The crowd cheered. Fistfuls of money flashed back and forth. “Give him another!” someone shouted, and instantly the chorus was picked up until everyone was yelling it.
“Okay, okay!” laughed the Burned Man. “Customer’s always right. Nestor? Crab? Bring us another gladiator. Let’s have something really fresh.”
The two assistants wore wicked smiles as they vanished. Betting ramped up until the oddsmaker had to yell at the crowd, “Give me a bloody chance to count, damn you!”

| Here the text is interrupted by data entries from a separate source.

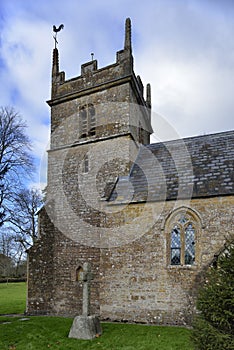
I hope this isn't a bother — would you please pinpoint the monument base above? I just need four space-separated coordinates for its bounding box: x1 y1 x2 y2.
68 315 102 339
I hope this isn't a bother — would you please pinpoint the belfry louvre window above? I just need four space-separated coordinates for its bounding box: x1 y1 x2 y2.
168 209 199 265
79 104 96 138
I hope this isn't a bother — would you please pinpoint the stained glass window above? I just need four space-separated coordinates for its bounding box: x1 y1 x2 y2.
171 226 181 265
170 215 196 265
184 224 195 265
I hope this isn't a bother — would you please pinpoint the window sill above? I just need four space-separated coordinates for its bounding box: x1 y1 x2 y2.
167 264 198 270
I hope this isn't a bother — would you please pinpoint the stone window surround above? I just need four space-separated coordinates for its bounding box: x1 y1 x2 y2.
163 206 203 269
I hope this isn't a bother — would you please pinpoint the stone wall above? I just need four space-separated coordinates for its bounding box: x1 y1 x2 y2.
100 196 234 325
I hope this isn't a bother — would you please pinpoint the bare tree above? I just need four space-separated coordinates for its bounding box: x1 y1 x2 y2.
9 189 43 250
0 107 33 226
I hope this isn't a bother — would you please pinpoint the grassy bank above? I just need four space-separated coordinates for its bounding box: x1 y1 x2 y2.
0 282 27 314
0 317 193 350
0 283 193 350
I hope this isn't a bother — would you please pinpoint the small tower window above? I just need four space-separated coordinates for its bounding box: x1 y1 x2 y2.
76 266 83 282
83 154 89 173
89 105 96 135
79 104 96 138
80 107 88 137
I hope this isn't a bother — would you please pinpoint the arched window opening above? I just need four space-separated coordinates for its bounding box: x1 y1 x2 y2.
171 225 181 265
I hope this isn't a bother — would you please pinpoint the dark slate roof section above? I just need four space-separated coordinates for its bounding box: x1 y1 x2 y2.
109 131 234 204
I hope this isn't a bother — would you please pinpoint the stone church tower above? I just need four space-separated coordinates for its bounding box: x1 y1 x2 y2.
27 19 234 325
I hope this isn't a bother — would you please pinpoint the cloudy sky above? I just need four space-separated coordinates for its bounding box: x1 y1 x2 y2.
0 0 234 189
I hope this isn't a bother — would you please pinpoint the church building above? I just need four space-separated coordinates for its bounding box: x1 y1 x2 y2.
27 19 234 325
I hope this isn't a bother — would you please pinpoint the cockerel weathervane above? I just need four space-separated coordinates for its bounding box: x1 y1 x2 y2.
53 24 64 49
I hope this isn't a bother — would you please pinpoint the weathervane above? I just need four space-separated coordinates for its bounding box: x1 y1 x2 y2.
53 24 64 49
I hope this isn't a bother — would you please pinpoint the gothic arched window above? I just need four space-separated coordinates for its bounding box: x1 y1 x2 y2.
166 208 200 265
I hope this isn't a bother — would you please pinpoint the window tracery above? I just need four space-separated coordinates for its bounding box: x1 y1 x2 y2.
166 208 200 265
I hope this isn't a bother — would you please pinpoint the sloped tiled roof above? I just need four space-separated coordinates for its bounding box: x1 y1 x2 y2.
109 131 234 204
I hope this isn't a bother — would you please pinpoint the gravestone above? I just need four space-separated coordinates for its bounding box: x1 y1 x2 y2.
68 262 102 339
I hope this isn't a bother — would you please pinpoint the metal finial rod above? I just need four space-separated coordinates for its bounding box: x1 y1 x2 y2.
53 24 64 49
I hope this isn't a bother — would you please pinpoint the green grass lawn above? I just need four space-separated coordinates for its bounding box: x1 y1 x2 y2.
0 282 27 314
0 283 193 350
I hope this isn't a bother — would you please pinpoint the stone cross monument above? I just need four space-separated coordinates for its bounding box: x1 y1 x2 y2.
68 262 102 339
81 262 93 316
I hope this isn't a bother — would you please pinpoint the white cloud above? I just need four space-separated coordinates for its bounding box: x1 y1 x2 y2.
0 0 234 187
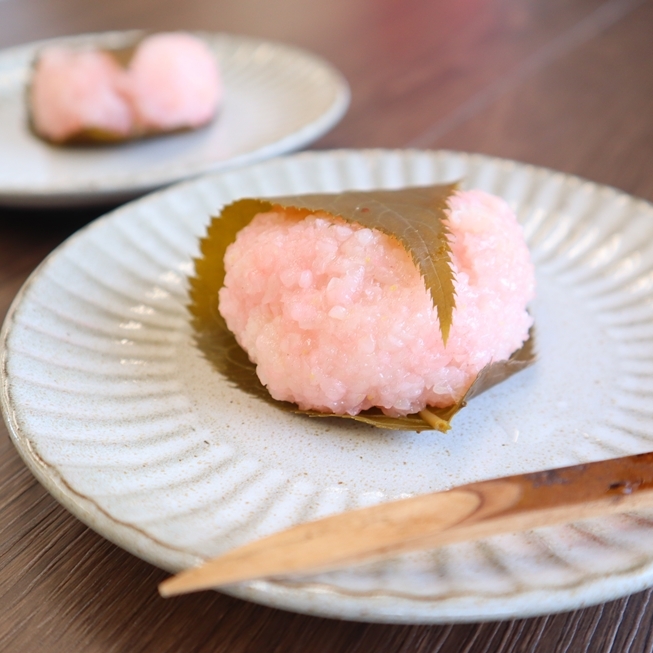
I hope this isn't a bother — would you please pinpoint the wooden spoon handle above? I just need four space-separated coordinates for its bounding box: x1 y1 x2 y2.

Chong tried not to shiver. In truth he was no longer cold, but he trembled from hair to toes as he waited for the next monster. A shadow obscured the opening, and he looked up sharply to see the long boom of a wooden crane swinging out over the edge. A figure dangled from the pulley, thrashing and twisting. A rope had been looped under its arms, and once it was down, the rope would fall away and the zombie would be free.
The Burned Man leaned over the edge. “We don’t want to damage the goods a second time,” he said, and the comment drew a fresh wave of harsh laughter.
Nestor and Crab turned the winch, and immediately the thrashing zom began descending into the fighting pit. Chong backed to the wall. This zom was massive. Burly, like a bull wrangler or one of the pit throwers back home. Huge chest and stomach, massive arms, almost no neck, and eyes that blazed with dark fire. His skin showed no signs of putrefaction. He hadn’t been dead for very long.
What had Tom told him about the newly risen? They seemed smarter. They were stronger and a little faster. More coordinated. The decay of their motor cortex hadn’t yet reduced them to staggering scarecrows.
Chong gripped the pipe and licked his lips again. “Warrior smart,” he muttered.
“Let ’er go!” ordered the Burned Man. Crab and Nestor jerked the rope from around the big man’s body and whipped it up and through the pulley. The zom dropped the last few inches and landed heavily on its feet.
The creature was immense. Maybe six foot five and at least three hundred pounds, even with no blood left in its veins. Chong was five-eight and weighed 130.
The zom landed facing the opposite side of the pit. Chong had one chance to rush in and bash it with the club. He surged forward, but before his first step touched down he was struck full in the face by a bucketful of icy water. It was so shocking, so surprising, that it stopped him like a punch to the face. Coughing, sputtering, gasping, Chong dropped the pipe and staggered backward, thumping hard into the wall. He pawed water out of his eyes and looked up to see the Burned Man holding an empty bucket.
“Got to make things fair, little man,” he said amid shrill laughter and catcalls.